On the other hand, SF failed to detect 25 pathogens identified only by BC. Among them, 9 were not detectable because they are not included in the SF master list (11), but 16 have to be considered SF false-negative results. Among the 16 BC positive/SF negative samples, 2 S. aureus samples were from patients with septic shock and 1 sample was from a patient with pacemaker pocket infection; 1 S. bovis sample and 1 E. faecalis sample were from patients with endocarditis. One E. faecalis sample, 1 E. faecium sample, 4 E. coli samples, and 1 K. pneumoniae sample were concordant with urinary infection; 2 E. coli samples were from patients with aspiration pneumonia and 1 sample was from a patient with cholangitis; 1 S. haemolyticus sample was from a patient with endocarditis. The SF false-negative samples may be attributable to a number of factors, including microbial load below the detection threshold of the test, low sample volume, inappropriate sample preparation, or genetic variability/mutation of the target site. Seventeen out of the 19 contaminated BCs were due to CoNS, which were not detected by SF. Indeed, the presence of low concentrations of CoNS and Streptococcus spp. DNA may reflect contamination of workflow at different stages and, therefore, it is excluded as not a significant result by the SF SIS software. Overall, in our study, SF had a greater specificity and a higher positive predictive value than BC, while maintaining a similar sensitivity and negative predictive value.

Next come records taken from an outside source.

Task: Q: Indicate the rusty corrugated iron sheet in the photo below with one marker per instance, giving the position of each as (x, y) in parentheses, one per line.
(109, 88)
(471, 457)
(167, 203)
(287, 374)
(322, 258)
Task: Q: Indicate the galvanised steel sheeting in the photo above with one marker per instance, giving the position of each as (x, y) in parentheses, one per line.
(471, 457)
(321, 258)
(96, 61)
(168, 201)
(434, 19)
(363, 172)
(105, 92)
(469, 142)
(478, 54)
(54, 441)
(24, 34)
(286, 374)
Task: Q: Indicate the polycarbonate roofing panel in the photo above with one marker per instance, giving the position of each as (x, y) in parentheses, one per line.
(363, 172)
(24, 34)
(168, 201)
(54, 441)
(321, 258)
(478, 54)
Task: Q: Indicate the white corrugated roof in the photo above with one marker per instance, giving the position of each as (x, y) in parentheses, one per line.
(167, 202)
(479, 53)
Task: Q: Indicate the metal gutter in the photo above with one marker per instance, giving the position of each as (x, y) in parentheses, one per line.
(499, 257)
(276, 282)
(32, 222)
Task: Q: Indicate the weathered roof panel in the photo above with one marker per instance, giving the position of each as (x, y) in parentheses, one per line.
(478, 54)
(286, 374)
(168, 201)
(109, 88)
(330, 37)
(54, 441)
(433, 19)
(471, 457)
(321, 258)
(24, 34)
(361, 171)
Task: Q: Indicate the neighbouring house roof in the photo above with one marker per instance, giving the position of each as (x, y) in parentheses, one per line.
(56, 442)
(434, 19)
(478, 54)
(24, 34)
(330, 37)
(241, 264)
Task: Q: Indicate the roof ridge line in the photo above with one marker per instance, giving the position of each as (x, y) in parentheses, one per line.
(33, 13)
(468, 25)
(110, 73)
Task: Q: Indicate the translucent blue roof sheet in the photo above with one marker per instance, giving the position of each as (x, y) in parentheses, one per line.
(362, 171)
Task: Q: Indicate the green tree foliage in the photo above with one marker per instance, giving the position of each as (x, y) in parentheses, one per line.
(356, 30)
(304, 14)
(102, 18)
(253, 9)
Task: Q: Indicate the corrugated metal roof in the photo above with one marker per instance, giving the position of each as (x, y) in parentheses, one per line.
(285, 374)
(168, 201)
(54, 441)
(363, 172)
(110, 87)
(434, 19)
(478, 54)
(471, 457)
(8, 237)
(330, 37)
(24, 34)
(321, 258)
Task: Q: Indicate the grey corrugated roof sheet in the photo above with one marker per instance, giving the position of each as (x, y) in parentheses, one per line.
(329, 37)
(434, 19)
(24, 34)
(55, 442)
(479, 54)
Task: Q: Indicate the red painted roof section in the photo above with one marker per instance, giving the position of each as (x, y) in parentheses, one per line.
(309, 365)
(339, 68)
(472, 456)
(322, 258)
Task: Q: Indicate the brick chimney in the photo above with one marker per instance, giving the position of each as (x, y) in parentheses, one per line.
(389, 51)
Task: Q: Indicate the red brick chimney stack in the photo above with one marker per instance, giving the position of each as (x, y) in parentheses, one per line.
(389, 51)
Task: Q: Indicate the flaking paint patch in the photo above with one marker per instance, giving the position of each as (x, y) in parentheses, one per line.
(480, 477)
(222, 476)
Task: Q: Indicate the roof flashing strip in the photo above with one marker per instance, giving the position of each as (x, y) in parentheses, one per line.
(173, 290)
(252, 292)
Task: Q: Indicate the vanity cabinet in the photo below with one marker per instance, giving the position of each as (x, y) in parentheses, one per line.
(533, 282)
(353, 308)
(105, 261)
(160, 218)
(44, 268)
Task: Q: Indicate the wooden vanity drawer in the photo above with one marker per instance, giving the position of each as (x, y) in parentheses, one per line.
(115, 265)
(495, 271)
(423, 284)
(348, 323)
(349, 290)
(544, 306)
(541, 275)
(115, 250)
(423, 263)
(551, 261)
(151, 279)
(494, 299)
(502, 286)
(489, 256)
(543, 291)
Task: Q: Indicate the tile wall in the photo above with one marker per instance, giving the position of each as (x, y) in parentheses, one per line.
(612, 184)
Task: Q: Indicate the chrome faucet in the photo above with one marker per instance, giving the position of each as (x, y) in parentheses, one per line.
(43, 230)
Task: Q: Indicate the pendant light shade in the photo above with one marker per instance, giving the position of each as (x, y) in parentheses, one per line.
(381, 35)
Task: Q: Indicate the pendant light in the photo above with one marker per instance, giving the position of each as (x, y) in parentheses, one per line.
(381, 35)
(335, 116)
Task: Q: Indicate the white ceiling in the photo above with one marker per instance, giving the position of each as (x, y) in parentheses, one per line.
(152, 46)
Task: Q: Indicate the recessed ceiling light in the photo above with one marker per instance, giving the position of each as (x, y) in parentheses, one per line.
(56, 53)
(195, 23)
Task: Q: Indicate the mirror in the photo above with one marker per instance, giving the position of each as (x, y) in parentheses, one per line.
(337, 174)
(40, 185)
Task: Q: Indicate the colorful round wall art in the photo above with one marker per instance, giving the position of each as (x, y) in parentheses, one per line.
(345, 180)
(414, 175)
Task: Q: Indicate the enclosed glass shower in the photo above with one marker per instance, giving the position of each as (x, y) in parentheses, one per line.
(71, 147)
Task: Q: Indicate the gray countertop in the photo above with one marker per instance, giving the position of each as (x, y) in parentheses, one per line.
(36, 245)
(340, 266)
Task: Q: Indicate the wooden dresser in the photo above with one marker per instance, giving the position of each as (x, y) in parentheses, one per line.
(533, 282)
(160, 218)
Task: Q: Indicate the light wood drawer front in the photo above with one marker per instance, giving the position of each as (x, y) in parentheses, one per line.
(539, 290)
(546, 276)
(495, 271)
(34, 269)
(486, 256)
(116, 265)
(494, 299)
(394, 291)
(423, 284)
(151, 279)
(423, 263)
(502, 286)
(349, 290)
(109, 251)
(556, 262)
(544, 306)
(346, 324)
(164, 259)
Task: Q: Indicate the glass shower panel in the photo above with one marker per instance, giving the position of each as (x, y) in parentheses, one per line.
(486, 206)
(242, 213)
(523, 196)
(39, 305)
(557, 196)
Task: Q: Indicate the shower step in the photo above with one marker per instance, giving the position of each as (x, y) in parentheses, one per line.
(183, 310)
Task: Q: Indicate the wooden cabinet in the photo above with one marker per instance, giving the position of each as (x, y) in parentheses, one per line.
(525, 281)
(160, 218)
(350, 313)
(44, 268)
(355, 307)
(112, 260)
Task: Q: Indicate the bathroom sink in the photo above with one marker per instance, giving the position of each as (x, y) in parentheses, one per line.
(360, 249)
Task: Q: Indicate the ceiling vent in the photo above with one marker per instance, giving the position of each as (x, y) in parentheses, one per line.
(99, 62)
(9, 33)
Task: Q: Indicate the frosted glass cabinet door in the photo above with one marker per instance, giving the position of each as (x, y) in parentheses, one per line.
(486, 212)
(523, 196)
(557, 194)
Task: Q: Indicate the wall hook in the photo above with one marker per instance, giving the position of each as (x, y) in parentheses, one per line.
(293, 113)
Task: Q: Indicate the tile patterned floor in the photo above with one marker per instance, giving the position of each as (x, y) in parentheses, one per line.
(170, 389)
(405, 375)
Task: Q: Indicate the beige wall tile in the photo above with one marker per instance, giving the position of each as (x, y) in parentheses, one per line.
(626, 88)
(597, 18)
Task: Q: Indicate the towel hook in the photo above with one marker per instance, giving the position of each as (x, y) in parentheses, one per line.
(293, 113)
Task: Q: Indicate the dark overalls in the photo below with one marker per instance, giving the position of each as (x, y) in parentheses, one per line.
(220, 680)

Another finding of the present paper deserves to be commented. The diagnostic performance of SF was significantly superior to BC in patients under antibiotic treatment. As expected (6, 17), the results of BC were affected by the antibiotic pretreatment, a very common situation in febrile patients admitted to an internal medicine ward. Indeed, in our population, 49% of the patients had been receiving antibiotics for ≥24 h before sampling. In this subgroup of patients, SF identified a significantly larger number of pathogens than BC.

It is likely that rapid detection of pathogens, also in noncritically ill patients, such as those hospitalized in an internal medicine ward, may have a favorable impact on the clinical outcome of patients with suspected sepsis. The present study was not designed to address the above hypothesis, which deserves to be tested in further prospective studies.

Blood culture remains a mainstay for the identification of microorganisms in bloodstream infections in patients with suspected sepsis and has the unique ability to identify drug susceptibility. Although suboptimal sensitivity, cost issues, limited availability, and the need for trained laboratory personnel limit the routine use of SF in unselected patients with suspected sepsis, the test could be considered in selected patients as an additional tool aimed at improving diagnostic accuracy whenever a quick etiological diagnosis is required for appropriate and timely clinical management. Our data support the utility of adding SF to the diagnostic workup of patients admitted to an internal medicine ward for suspected sepsis, especially if pretreated with antibiotics.